Report: Millennials Can't Cook For Shit
We've already established that millennials spend no time cooking—or shopping at Costco, for that matter—because they're too busy ruining everything and/or Snapchatting. But just how inept is my generation at basic kitchen tasks? We're fucking imbeciles.
Home improvement website Porch surveyed 750 people, divided into Generation X, Baby Boomers, and millennials; and reported on their kitchen competency. Millennials, our cooking skills are a sad state of affairs: Nearly half of us, for example, said we'd be incapable of cooking a ribeye steak to medium temperature. Furthermore, only half of millennials said they could competently roast a chicken. (Look, I'm not Julia Child, but I could make you an edible roast chicken.)
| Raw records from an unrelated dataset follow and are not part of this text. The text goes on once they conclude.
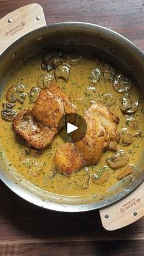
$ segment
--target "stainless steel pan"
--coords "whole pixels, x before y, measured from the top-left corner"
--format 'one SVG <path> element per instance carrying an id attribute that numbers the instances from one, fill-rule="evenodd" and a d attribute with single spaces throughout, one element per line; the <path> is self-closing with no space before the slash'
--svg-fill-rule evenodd
<path id="1" fill-rule="evenodd" d="M 15 10 L 2 18 L 0 25 L 2 89 L 13 67 L 16 68 L 16 65 L 22 65 L 26 58 L 45 51 L 48 47 L 68 46 L 79 49 L 91 47 L 97 54 L 109 56 L 110 61 L 126 68 L 143 89 L 143 54 L 128 40 L 110 29 L 92 24 L 73 22 L 46 26 L 43 9 L 37 4 Z M 13 168 L 7 171 L 9 159 L 4 152 L 0 159 L 0 178 L 21 197 L 48 209 L 76 212 L 102 208 L 100 214 L 103 225 L 107 229 L 113 230 L 144 215 L 143 153 L 132 179 L 128 177 L 124 185 L 118 182 L 109 189 L 107 195 L 103 197 L 99 195 L 95 199 L 90 196 L 59 196 L 36 188 Z M 112 206 L 107 207 L 110 205 Z M 127 205 L 129 207 L 127 207 Z"/>

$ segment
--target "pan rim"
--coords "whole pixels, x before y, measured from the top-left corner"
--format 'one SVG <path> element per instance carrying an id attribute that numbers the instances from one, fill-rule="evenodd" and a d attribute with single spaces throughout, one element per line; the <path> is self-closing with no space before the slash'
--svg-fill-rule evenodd
<path id="1" fill-rule="evenodd" d="M 19 39 L 18 39 L 16 41 L 15 41 L 14 43 L 13 43 L 12 45 L 10 45 L 1 54 L 0 56 L 0 60 L 2 59 L 4 56 L 7 54 L 7 52 L 9 52 L 9 49 L 12 48 L 13 45 L 16 45 L 19 42 L 20 42 L 21 40 L 24 38 L 24 37 L 29 36 L 31 34 L 33 33 L 36 33 L 37 31 L 42 31 L 43 29 L 52 29 L 54 27 L 62 27 L 65 26 L 70 26 L 70 27 L 74 26 L 75 29 L 77 28 L 84 28 L 84 29 L 92 29 L 94 30 L 97 30 L 99 32 L 103 32 L 103 33 L 105 33 L 106 32 L 108 32 L 108 35 L 110 36 L 115 37 L 116 38 L 118 38 L 121 43 L 122 44 L 127 44 L 129 45 L 129 47 L 131 48 L 133 51 L 135 51 L 135 53 L 137 54 L 137 56 L 140 58 L 140 59 L 142 61 L 144 60 L 144 54 L 143 53 L 137 48 L 137 46 L 135 46 L 132 42 L 131 42 L 130 40 L 125 38 L 124 36 L 120 35 L 120 34 L 117 33 L 117 32 L 115 32 L 110 29 L 106 28 L 105 27 L 96 25 L 92 23 L 83 23 L 83 22 L 62 22 L 62 23 L 57 23 L 49 25 L 47 25 L 46 26 L 43 26 L 40 28 L 37 29 L 35 30 L 34 30 L 29 33 L 27 34 L 24 36 L 21 37 Z M 142 172 L 139 178 L 137 178 L 134 183 L 132 183 L 132 184 L 130 184 L 127 186 L 126 191 L 123 191 L 120 192 L 118 192 L 117 194 L 115 194 L 114 199 L 112 198 L 113 197 L 113 196 L 110 196 L 109 197 L 109 200 L 106 202 L 106 200 L 101 200 L 99 202 L 96 203 L 90 203 L 88 204 L 84 204 L 84 205 L 67 205 L 65 206 L 65 207 L 60 206 L 59 204 L 54 203 L 54 205 L 52 206 L 49 205 L 46 205 L 46 203 L 44 203 L 41 199 L 38 200 L 38 199 L 36 197 L 34 197 L 34 195 L 31 195 L 31 199 L 29 198 L 29 192 L 27 192 L 27 191 L 23 191 L 22 189 L 18 189 L 18 186 L 16 186 L 16 185 L 15 185 L 15 187 L 13 187 L 12 183 L 11 182 L 11 180 L 9 179 L 7 179 L 5 177 L 3 176 L 2 177 L 2 175 L 0 175 L 0 178 L 1 180 L 14 192 L 15 192 L 16 194 L 20 196 L 23 199 L 26 200 L 27 201 L 34 203 L 35 205 L 37 205 L 38 206 L 48 208 L 52 210 L 56 210 L 58 211 L 65 211 L 65 212 L 80 212 L 80 211 L 90 211 L 92 210 L 96 210 L 96 209 L 100 209 L 103 207 L 106 207 L 107 206 L 109 206 L 110 205 L 112 205 L 114 203 L 116 203 L 117 201 L 120 200 L 128 194 L 129 194 L 131 192 L 132 192 L 134 189 L 135 189 L 139 185 L 140 185 L 142 182 L 144 180 L 144 172 Z M 20 187 L 19 187 L 20 188 Z M 28 198 L 27 198 L 28 196 Z"/>

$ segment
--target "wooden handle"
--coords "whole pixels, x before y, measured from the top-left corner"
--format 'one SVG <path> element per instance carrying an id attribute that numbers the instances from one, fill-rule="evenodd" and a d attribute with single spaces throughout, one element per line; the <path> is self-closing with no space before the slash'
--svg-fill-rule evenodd
<path id="1" fill-rule="evenodd" d="M 12 43 L 28 32 L 46 25 L 38 4 L 24 6 L 0 20 L 0 55 Z"/>
<path id="2" fill-rule="evenodd" d="M 99 210 L 103 226 L 115 230 L 137 221 L 144 216 L 144 182 L 117 203 Z"/>

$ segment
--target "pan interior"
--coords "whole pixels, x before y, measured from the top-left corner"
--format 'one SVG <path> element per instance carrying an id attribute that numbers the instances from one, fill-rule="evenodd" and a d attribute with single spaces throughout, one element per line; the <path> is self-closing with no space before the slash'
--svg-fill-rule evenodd
<path id="1" fill-rule="evenodd" d="M 119 38 L 118 36 L 117 38 L 117 35 L 108 31 L 102 29 L 100 31 L 95 26 L 90 27 L 90 29 L 88 25 L 83 27 L 82 24 L 75 24 L 73 27 L 64 24 L 60 27 L 57 24 L 49 26 L 48 29 L 34 31 L 13 44 L 1 56 L 2 94 L 13 73 L 20 70 L 20 67 L 23 68 L 29 59 L 34 59 L 34 56 L 38 54 L 43 56 L 52 48 L 60 49 L 68 53 L 76 52 L 82 55 L 88 51 L 89 55 L 108 62 L 122 72 L 124 71 L 143 91 L 143 62 L 139 51 L 137 53 L 137 49 L 133 51 L 133 46 L 131 48 L 128 42 Z M 134 174 L 124 178 L 124 182 L 123 180 L 117 182 L 106 194 L 81 194 L 81 196 L 57 195 L 41 189 L 26 180 L 10 166 L 6 152 L 2 151 L 2 147 L 1 154 L 1 178 L 8 186 L 28 201 L 45 208 L 63 211 L 85 211 L 112 203 L 129 193 L 143 179 L 142 151 Z"/>

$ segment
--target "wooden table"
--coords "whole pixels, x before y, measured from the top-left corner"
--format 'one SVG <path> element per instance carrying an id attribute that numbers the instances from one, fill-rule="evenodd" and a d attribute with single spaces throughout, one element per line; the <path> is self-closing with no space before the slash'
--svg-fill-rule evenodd
<path id="1" fill-rule="evenodd" d="M 33 1 L 0 0 L 0 18 Z M 39 0 L 48 24 L 79 21 L 105 26 L 144 52 L 144 0 Z M 1 42 L 0 42 L 1 43 Z M 143 255 L 144 218 L 108 232 L 98 211 L 40 208 L 0 182 L 0 255 Z"/>

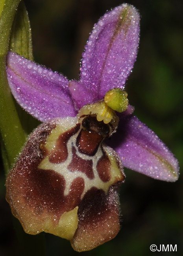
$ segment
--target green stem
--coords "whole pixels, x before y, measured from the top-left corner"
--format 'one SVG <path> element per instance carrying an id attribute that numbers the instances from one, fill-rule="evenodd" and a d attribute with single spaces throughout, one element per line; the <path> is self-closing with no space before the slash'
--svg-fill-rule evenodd
<path id="1" fill-rule="evenodd" d="M 0 132 L 3 159 L 6 172 L 25 141 L 25 136 L 9 87 L 6 72 L 6 56 L 11 29 L 20 0 L 0 0 Z M 19 242 L 21 256 L 45 254 L 44 236 L 26 234 L 16 219 L 13 222 Z"/>
<path id="2" fill-rule="evenodd" d="M 0 132 L 10 165 L 13 163 L 25 143 L 25 137 L 7 81 L 6 56 L 8 50 L 11 28 L 20 0 L 5 0 L 0 19 Z"/>

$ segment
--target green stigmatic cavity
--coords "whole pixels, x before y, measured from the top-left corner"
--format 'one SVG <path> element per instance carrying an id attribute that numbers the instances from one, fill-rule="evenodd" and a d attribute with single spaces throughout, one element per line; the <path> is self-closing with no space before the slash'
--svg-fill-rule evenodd
<path id="1" fill-rule="evenodd" d="M 114 110 L 120 113 L 125 111 L 128 105 L 128 93 L 120 88 L 114 88 L 106 93 L 104 102 Z"/>

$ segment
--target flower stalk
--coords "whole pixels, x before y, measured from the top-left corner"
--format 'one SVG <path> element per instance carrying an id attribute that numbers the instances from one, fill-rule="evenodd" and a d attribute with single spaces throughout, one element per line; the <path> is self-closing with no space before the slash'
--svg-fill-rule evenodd
<path id="1" fill-rule="evenodd" d="M 0 130 L 6 172 L 25 141 L 25 136 L 10 92 L 6 69 L 11 28 L 20 0 L 5 0 L 0 6 Z"/>

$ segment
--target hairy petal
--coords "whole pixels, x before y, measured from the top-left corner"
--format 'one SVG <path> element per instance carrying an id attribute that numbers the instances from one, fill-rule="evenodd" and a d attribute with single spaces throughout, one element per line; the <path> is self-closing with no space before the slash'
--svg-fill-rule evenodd
<path id="1" fill-rule="evenodd" d="M 11 52 L 7 56 L 7 72 L 16 100 L 40 121 L 76 115 L 68 81 L 62 75 Z"/>
<path id="2" fill-rule="evenodd" d="M 81 82 L 97 93 L 98 100 L 110 89 L 124 88 L 136 58 L 139 22 L 136 9 L 124 4 L 94 25 L 83 54 Z"/>
<path id="3" fill-rule="evenodd" d="M 68 88 L 77 109 L 88 103 L 92 103 L 96 98 L 94 92 L 89 91 L 84 85 L 76 81 L 71 81 Z"/>
<path id="4" fill-rule="evenodd" d="M 122 119 L 118 131 L 108 141 L 125 167 L 152 178 L 176 181 L 177 161 L 157 136 L 136 117 Z"/>

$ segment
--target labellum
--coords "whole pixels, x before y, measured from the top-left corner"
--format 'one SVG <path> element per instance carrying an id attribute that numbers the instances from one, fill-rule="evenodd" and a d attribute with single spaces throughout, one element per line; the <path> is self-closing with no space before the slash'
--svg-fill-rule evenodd
<path id="1" fill-rule="evenodd" d="M 26 232 L 58 236 L 78 251 L 89 249 L 86 236 L 90 249 L 116 235 L 116 191 L 125 175 L 120 158 L 103 141 L 118 121 L 101 100 L 31 134 L 6 181 L 7 200 Z"/>
<path id="2" fill-rule="evenodd" d="M 120 159 L 152 178 L 178 178 L 177 160 L 132 115 L 124 90 L 136 59 L 139 23 L 138 12 L 126 4 L 102 17 L 85 46 L 78 81 L 9 53 L 11 92 L 44 122 L 30 135 L 6 183 L 7 200 L 27 233 L 54 234 L 78 251 L 114 237 L 117 190 L 125 178 Z"/>

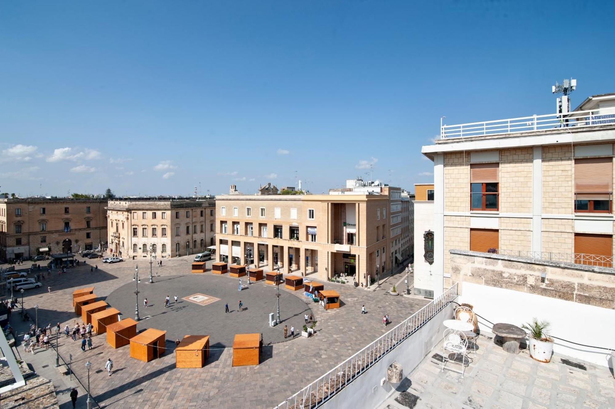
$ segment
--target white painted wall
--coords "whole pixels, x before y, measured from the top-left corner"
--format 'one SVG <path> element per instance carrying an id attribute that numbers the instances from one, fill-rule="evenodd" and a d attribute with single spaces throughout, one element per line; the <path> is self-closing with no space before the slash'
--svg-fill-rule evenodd
<path id="1" fill-rule="evenodd" d="M 434 289 L 433 265 L 425 261 L 423 235 L 434 230 L 434 202 L 415 201 L 415 287 Z"/>
<path id="2" fill-rule="evenodd" d="M 585 345 L 615 348 L 615 310 L 471 282 L 459 283 L 458 302 L 474 306 L 474 311 L 490 321 L 521 326 L 536 317 L 551 322 L 551 334 Z M 491 325 L 478 319 L 482 331 Z M 607 366 L 606 351 L 555 340 L 558 354 Z"/>

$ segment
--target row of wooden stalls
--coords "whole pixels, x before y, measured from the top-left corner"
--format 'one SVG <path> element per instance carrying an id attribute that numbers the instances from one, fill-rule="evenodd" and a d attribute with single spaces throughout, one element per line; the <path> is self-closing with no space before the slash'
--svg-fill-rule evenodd
<path id="1" fill-rule="evenodd" d="M 106 333 L 107 343 L 111 348 L 130 345 L 130 357 L 145 362 L 164 354 L 166 331 L 149 328 L 137 334 L 137 321 L 132 318 L 121 320 L 119 311 L 96 298 L 93 287 L 75 290 L 73 306 L 84 323 L 92 324 L 97 335 Z M 263 349 L 260 333 L 236 335 L 232 348 L 232 366 L 260 363 Z M 208 335 L 186 335 L 175 348 L 175 367 L 202 368 L 208 357 Z"/>

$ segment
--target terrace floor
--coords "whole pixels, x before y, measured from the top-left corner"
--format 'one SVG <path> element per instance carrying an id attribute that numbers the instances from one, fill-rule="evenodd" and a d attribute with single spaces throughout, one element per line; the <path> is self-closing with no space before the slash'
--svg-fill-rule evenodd
<path id="1" fill-rule="evenodd" d="M 462 378 L 441 370 L 440 343 L 379 409 L 615 408 L 615 380 L 606 367 L 557 354 L 541 363 L 527 349 L 509 354 L 491 333 L 482 335 L 477 345 L 477 356 L 470 353 Z"/>

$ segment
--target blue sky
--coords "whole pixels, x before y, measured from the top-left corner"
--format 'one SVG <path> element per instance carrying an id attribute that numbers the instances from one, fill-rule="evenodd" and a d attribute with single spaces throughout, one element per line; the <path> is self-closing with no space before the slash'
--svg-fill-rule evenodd
<path id="1" fill-rule="evenodd" d="M 615 92 L 612 2 L 0 2 L 0 191 L 432 180 L 449 124 Z M 296 171 L 296 173 L 295 173 Z"/>

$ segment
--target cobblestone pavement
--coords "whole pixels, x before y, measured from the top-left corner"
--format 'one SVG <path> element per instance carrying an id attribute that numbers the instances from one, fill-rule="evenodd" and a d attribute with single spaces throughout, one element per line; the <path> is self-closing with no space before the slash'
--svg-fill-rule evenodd
<path id="1" fill-rule="evenodd" d="M 505 352 L 493 335 L 481 335 L 465 376 L 442 372 L 442 343 L 405 378 L 380 409 L 607 409 L 615 407 L 615 381 L 606 367 L 554 355 L 544 364 Z M 470 357 L 474 357 L 474 352 Z M 565 364 L 577 362 L 585 370 Z M 447 367 L 451 364 L 447 364 Z M 453 364 L 454 365 L 454 364 Z M 458 365 L 456 366 L 458 368 Z"/>
<path id="2" fill-rule="evenodd" d="M 65 324 L 72 326 L 76 321 L 81 322 L 73 309 L 71 294 L 76 289 L 92 286 L 101 299 L 109 297 L 111 300 L 114 290 L 133 282 L 134 262 L 108 265 L 97 261 L 98 270 L 90 272 L 91 261 L 88 260 L 85 266 L 71 268 L 62 276 L 58 276 L 57 271 L 53 271 L 43 282 L 44 288 L 25 292 L 24 303 L 33 317 L 35 315 L 34 305 L 39 305 L 39 326 L 60 322 L 63 328 Z M 191 257 L 188 257 L 165 259 L 162 267 L 153 267 L 154 274 L 159 276 L 154 279 L 188 275 L 191 262 Z M 140 263 L 140 270 L 145 277 L 147 275 L 144 271 L 145 266 L 142 261 Z M 196 289 L 194 293 L 207 294 L 210 284 L 223 283 L 225 280 L 230 290 L 237 290 L 237 279 L 226 275 L 219 277 L 206 273 L 200 278 L 205 282 L 205 290 Z M 141 279 L 141 282 L 145 281 L 146 279 Z M 49 285 L 52 287 L 51 294 L 46 290 Z M 140 290 L 141 286 L 147 285 L 140 285 Z M 94 337 L 94 348 L 85 353 L 81 351 L 79 342 L 60 337 L 60 353 L 67 361 L 68 354 L 72 354 L 73 370 L 82 379 L 87 376 L 85 362 L 89 360 L 92 363 L 92 394 L 102 407 L 271 408 L 384 333 L 387 330 L 382 325 L 384 314 L 389 314 L 394 325 L 428 302 L 423 298 L 394 297 L 381 287 L 373 292 L 347 284 L 327 282 L 325 288 L 339 292 L 343 303 L 341 308 L 324 311 L 322 307 L 315 307 L 311 302 L 308 303 L 298 294 L 300 292 L 280 289 L 285 298 L 296 297 L 306 308 L 313 309 L 318 321 L 317 333 L 309 338 L 297 337 L 288 342 L 266 346 L 261 363 L 257 366 L 232 367 L 232 351 L 216 345 L 218 341 L 213 338 L 210 357 L 205 367 L 199 369 L 176 368 L 172 353 L 149 363 L 142 362 L 129 357 L 128 346 L 111 348 L 106 344 L 104 335 Z M 173 294 L 170 295 L 172 299 Z M 132 295 L 131 298 L 133 297 Z M 154 301 L 162 303 L 164 298 Z M 221 302 L 211 305 L 218 308 L 220 306 L 216 305 L 218 304 L 223 305 Z M 236 308 L 233 303 L 229 304 L 231 308 Z M 360 313 L 363 304 L 368 311 L 365 315 Z M 249 305 L 247 306 L 250 308 Z M 122 313 L 124 316 L 133 316 L 133 304 L 130 311 Z M 284 314 L 282 311 L 283 319 L 288 317 Z M 14 318 L 15 316 L 18 318 L 18 314 L 14 315 Z M 266 316 L 264 320 L 266 322 Z M 186 334 L 192 332 L 190 324 L 189 322 L 185 323 Z M 221 325 L 228 325 L 229 333 L 245 332 L 240 324 L 240 321 L 229 319 Z M 137 328 L 145 326 L 141 324 Z M 272 330 L 281 333 L 282 327 L 279 325 Z M 297 332 L 300 330 L 300 328 Z M 221 349 L 213 349 L 218 348 Z M 49 364 L 53 365 L 53 354 L 48 356 Z M 28 360 L 28 357 L 24 357 Z M 114 372 L 110 377 L 104 371 L 105 362 L 109 357 L 114 362 Z M 63 370 L 66 370 L 65 368 Z"/>

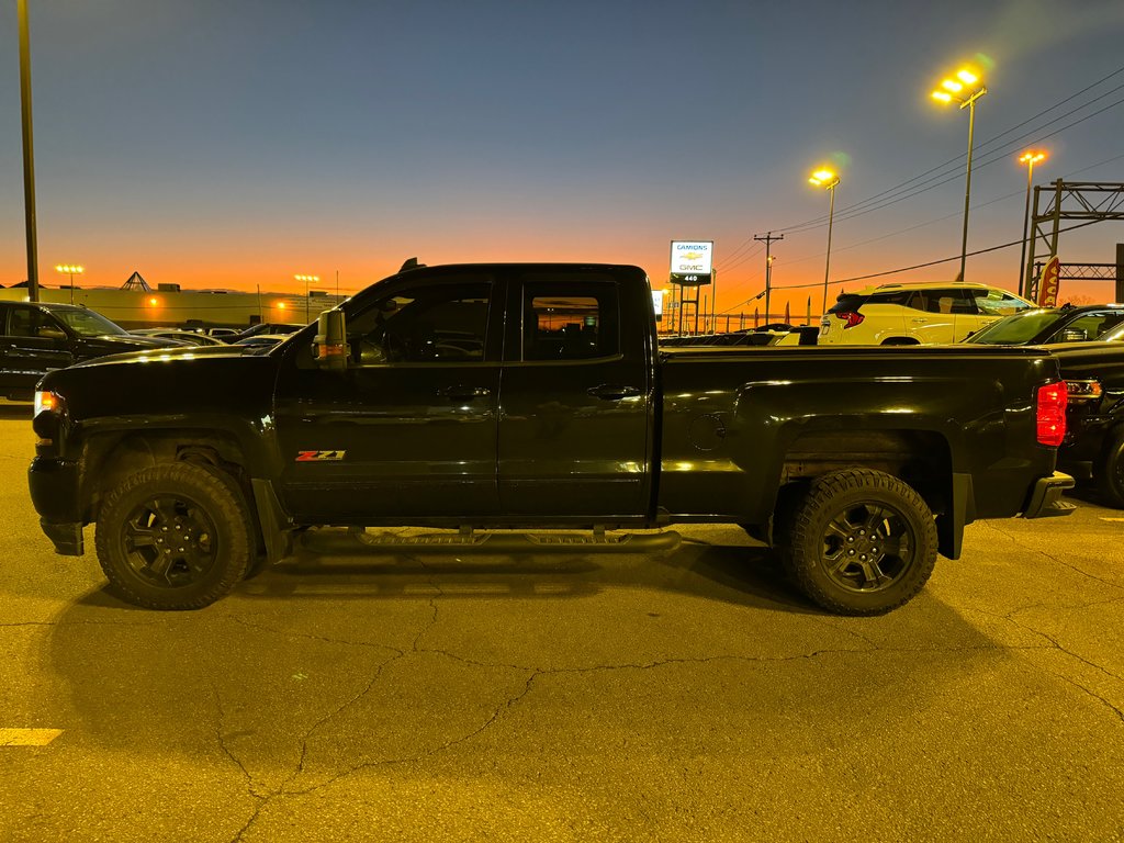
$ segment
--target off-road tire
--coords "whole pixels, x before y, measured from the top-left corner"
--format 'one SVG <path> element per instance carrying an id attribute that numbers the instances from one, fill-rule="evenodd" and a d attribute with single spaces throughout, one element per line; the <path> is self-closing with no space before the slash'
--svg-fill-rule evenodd
<path id="1" fill-rule="evenodd" d="M 112 591 L 148 609 L 200 609 L 242 581 L 253 541 L 243 497 L 214 470 L 165 463 L 130 474 L 98 513 Z"/>
<path id="2" fill-rule="evenodd" d="M 882 615 L 908 602 L 936 564 L 936 524 L 925 501 L 871 469 L 817 478 L 787 532 L 786 573 L 839 615 Z"/>

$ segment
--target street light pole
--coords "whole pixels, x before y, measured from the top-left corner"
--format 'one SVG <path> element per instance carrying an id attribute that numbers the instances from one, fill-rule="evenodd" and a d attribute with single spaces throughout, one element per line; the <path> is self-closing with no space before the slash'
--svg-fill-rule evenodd
<path id="1" fill-rule="evenodd" d="M 24 226 L 27 237 L 27 298 L 39 300 L 39 253 L 35 223 L 35 140 L 31 136 L 31 46 L 27 0 L 16 0 L 19 18 L 19 102 L 24 138 Z M 73 289 L 73 288 L 72 288 Z"/>
<path id="2" fill-rule="evenodd" d="M 85 272 L 85 269 L 73 263 L 61 263 L 55 266 L 55 272 L 62 272 L 65 275 L 70 275 L 71 279 L 71 303 L 74 303 L 74 275 L 75 273 L 81 275 Z"/>
<path id="3" fill-rule="evenodd" d="M 976 100 L 987 93 L 987 87 L 980 84 L 979 89 L 971 94 L 967 97 L 960 94 L 966 91 L 964 85 L 975 85 L 979 81 L 979 76 L 971 71 L 959 70 L 957 79 L 945 79 L 941 82 L 943 90 L 933 91 L 933 99 L 941 102 L 955 100 L 960 103 L 961 109 L 968 109 L 968 174 L 964 178 L 964 226 L 960 241 L 960 281 L 966 280 L 964 269 L 968 263 L 968 209 L 972 194 L 972 138 L 976 132 Z"/>
<path id="4" fill-rule="evenodd" d="M 821 306 L 821 314 L 827 312 L 827 279 L 832 269 L 832 220 L 835 218 L 835 188 L 839 187 L 840 178 L 827 167 L 821 167 L 814 172 L 808 182 L 819 188 L 825 188 L 831 193 L 831 201 L 827 205 L 827 259 L 824 261 L 824 302 Z"/>
<path id="5" fill-rule="evenodd" d="M 308 323 L 310 323 L 312 320 L 312 317 L 309 316 L 309 307 L 308 307 L 309 299 L 312 298 L 312 294 L 311 294 L 311 292 L 309 292 L 308 285 L 312 281 L 319 281 L 320 277 L 319 275 L 293 275 L 293 278 L 297 279 L 298 281 L 303 281 L 305 282 L 305 324 L 307 325 Z"/>
<path id="6" fill-rule="evenodd" d="M 1034 172 L 1034 164 L 1045 160 L 1043 152 L 1026 152 L 1018 160 L 1021 164 L 1026 164 L 1026 210 L 1023 215 L 1023 251 L 1018 256 L 1018 294 L 1025 296 L 1031 289 L 1031 268 L 1026 261 L 1027 235 L 1031 230 L 1031 180 Z"/>

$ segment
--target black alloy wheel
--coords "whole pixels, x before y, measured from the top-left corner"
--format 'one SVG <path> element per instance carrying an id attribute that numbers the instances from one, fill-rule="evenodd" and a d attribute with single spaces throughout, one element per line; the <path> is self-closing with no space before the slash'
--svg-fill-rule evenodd
<path id="1" fill-rule="evenodd" d="M 246 573 L 252 540 L 245 504 L 212 470 L 178 462 L 132 474 L 103 501 L 98 561 L 136 606 L 202 608 Z"/>
<path id="2" fill-rule="evenodd" d="M 936 563 L 936 524 L 896 477 L 870 469 L 817 478 L 796 505 L 781 561 L 817 605 L 881 615 L 910 600 Z"/>

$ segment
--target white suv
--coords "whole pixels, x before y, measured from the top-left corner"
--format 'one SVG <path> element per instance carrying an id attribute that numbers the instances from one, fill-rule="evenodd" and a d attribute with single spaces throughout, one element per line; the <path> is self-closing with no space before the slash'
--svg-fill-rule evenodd
<path id="1" fill-rule="evenodd" d="M 819 345 L 955 343 L 996 319 L 1034 307 L 998 287 L 881 284 L 844 292 L 819 323 Z"/>

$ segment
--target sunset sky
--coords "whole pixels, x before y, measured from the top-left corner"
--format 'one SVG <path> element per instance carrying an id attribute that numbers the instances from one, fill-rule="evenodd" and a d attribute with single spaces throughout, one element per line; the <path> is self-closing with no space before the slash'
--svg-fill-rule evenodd
<path id="1" fill-rule="evenodd" d="M 715 241 L 717 309 L 959 270 L 1016 289 L 1034 183 L 1124 182 L 1124 2 L 29 0 L 40 282 L 354 291 L 409 256 L 635 263 Z M 27 277 L 16 3 L 0 3 L 0 284 Z M 896 200 L 896 201 L 892 201 Z M 856 207 L 858 206 L 858 207 Z M 1112 262 L 1124 223 L 1062 235 Z M 914 264 L 907 273 L 859 280 Z M 1111 282 L 1063 287 L 1112 298 Z"/>

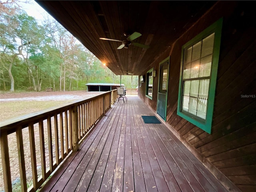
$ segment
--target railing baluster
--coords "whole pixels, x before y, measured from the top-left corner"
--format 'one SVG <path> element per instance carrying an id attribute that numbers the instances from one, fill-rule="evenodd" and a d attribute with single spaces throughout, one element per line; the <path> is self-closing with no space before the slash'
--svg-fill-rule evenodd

The disappointment continues. A few choice stats: 56 percent of millennials could identify a garlic press; only 47 percent could braise a piece of meat; and 30 percent wouldn't know how to mince garlic. Boomers and Gen Xers are more adept at all those tasks, according to the report. Tom Brokaw may have been a bit over-the-top in his praise of "The Greatest Generation," but Baby Boomers were fighting overseas at what, 19 years old?, suturing wounds and shaping the course of world history. Fast forward, and 59 percent of millennials couldn't make salad dressing.
What is to blame, besides, obviously, our parents? Maybe millennials just aren't putting the time into learning to cook. As a generation, we cook fewer from-scratch meals than other generations, and only half of us use cookbooks to find recipes. Cookbooks and magazines often offer not just recipes, but techniques and lessons that are the foundation for lifelong culinary knowledge. Tonight, this millennial may just roast herself a chicken, just to prove she can. That's right, tonight's special is spite chicken.